LEI Data Access and Use LEI Data

ROC Policy on Level 1 Data



The Regulatory Oversight Committee (ROC) published a policy on March 28, 2018 related to Legal Entity Events, entitled ‘Legal Entity Events (formerly referred to as “Corporate Actions”) and Data History in the Global LEI System’, which describes events that alter the entity, the relationship data of a legal entity, or result in the retirement and/or creation of LEIs. Detailed information about this policy is available for download on this page.

In December 2020, the ROC published a policy entitled ‘LEI Eligibility for General Government Entities Guidance Document’, which describes how certain legal entities are classified as Government Entities or International Organizations. Detailed information about this policy is available for download on this page.
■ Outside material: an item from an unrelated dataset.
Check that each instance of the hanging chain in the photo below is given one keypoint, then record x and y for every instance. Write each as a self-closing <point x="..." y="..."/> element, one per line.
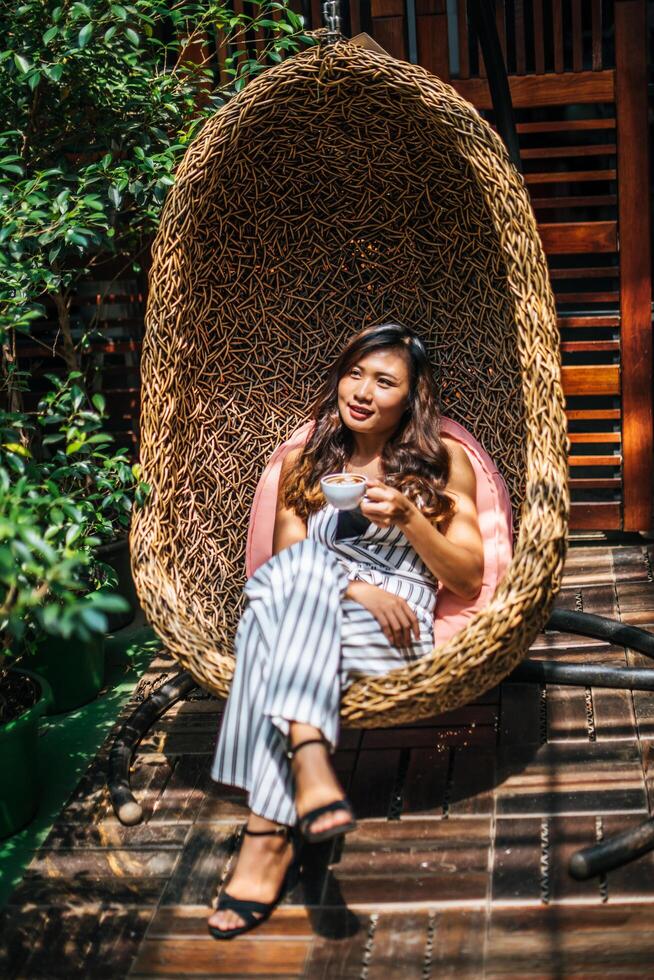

Legal Entity Events (formerly referred to as “Corporate Actions”) and Data History in the Global LEI System

The main features of the ROC document are summarized as follows in the report:

  • A change in terminology to refer to the events to be captured in the reference and relationship data in the GLEIS as “legal entity events” rather than corporate actions.
  • An incremental approach to implementation of capturing legal entity events that would prioritize those events that occur relatively frequently and directly affect the Level 1 and Level 2 reference data (e.g., name changes, mergers, and acquisitions), and place a lower implementation priority on those events that occur relatively infrequently (e.g., reverse takeover). Such an iterative, phased approach is more desirable, as there are too many theoretical scenarios and unintended consequences to fully envision prior to implementation.
  • Commercial or regulatory data feeds should be incorporated into the GLEIS to notify LOUs of potential changes to entities under their maintenance resulting from legal entity events and to elicit updates to LEI records by the affected entities (through the normal process of self-registration). In the case of inactive entities, data feeds could also be used to update the records without the entity’s consent, in line with existing ROC policies and GLEIF technical standards.
  • Effective dates should be incorporated into the GLEIS. Effective dates reflect when legal entity events become legally effective in addition to the current requirement of recording when they are introduced to the GLEIS.
  • Users should be able to easily access and use an entity’s data history through multiple channels (e.g., whether they are using a user interface, an application programming interface, or downloadable files).
  • Complex acquisitions will reflect as accurately as possible the chain of legal events as reflected in the official registries of the relevant jurisdictions, in line with existing GLEIS principles of corroborating GLEIS records with official sources.
  • Spin-off relationships will be recorded in the GLEIS on a fully optional basis, with possible mandatory reporting at a future date to be determined by the ROC.
  • The definition of inactive entities should be clarified to adequately capture entities that are still legally in existence but have no operations.
  • A number of publicly and non-publicly available sources may be used for data validation, including financial statements, other documents supporting the preparation of consolidated financial statements, regulatory filings, and other sources such as third- party data vendors.

LEI Eligibility for General Government Entities

The main feature of the ROC document are summarized as follows in the report:

  • ROC proposes to specifically identify Government entities in the GLEIS. This is done by creating two new “entity category” types in addition to existing entity category types, which are currently “FUND”, “BRANCH”, “SOLE _PROPRIETOR”.
  • The new entity category types are “RESIDENT GOVERNMENT ENTITY” and “INTERNATIONAL ORGANIZATION”.